Solving Discharging Capacitor: Why εC in Denom.

[iScience]

$$\epsilon=IR+V_C$$

$$\epsilon=IR+\frac{Q}{C}$$

$$\frac{dQ}{dt}=\frac{\epsilon-Q/C}{R}$$

$$\int\frac{dQ}{C\epsilon-Q}=\int\frac{dt}{RC}$$

$$-ln(\frac{\epsilon C-Q}{\epsilon C})=\frac{t}{RC}$$

in previous step I am confused as to why the εC is in the denominator.
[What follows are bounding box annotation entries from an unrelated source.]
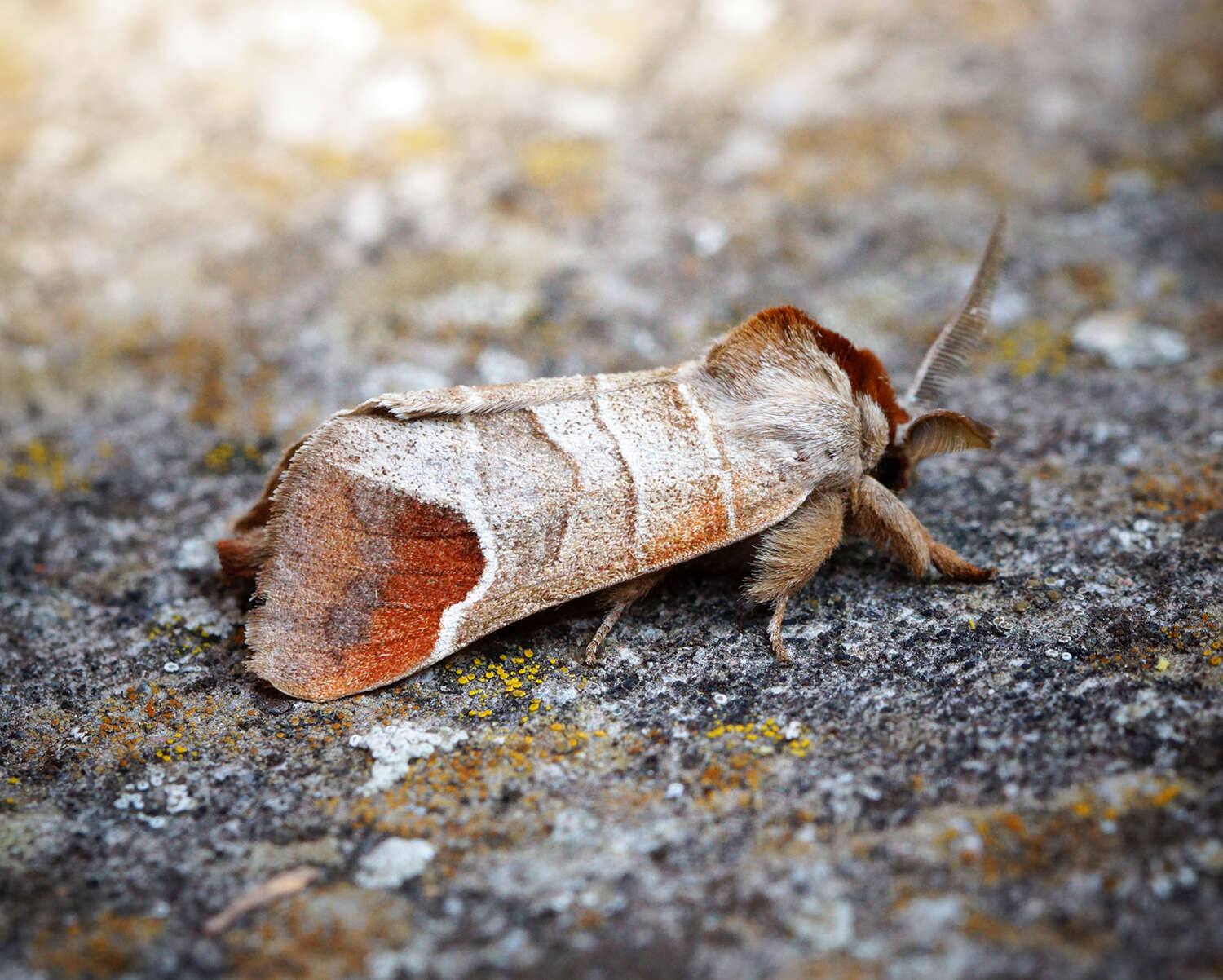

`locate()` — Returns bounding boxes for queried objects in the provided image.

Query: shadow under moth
[217,215,1005,701]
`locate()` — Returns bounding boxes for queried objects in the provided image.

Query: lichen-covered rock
[0,0,1223,980]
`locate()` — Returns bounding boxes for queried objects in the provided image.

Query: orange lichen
[1130,461,1223,523]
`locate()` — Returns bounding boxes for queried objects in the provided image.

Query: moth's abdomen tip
[217,528,268,579]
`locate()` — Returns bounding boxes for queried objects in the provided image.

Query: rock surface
[0,0,1223,980]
if we have $$\int\frac{1}{x-2}dx$$

the answer is $$ln(x-2)$$

there's no denominator, so where is the one in the derivation popping up from?

 

[PFuser1232]

Perhaps the author used definite integrals, not indefinite integrals. Had he used the latter, there would have been a constant of integration, which seems to be missing from your equations.

 

[PFuser1232]

$\frac{dQ}{Cε - Q} = \frac{dt}{RC}$
$\int^Q_{Q_0} \frac{dQ'}{Cε - Q'} = \int^t_{t_0} \frac{dt'}{RC}$
$ln|Cε - Q| - ln|Cε - Q_0| = \frac{t}{RC} - \frac{t_0}{RC}$
$ln(\frac{Cε - Q}{Cε - Q_0}) = \frac{t}{RC} - \frac{t_0}{RC}$

Q = 0 when t = 0
So you can set $Q_0$ and $t_0$ to 0.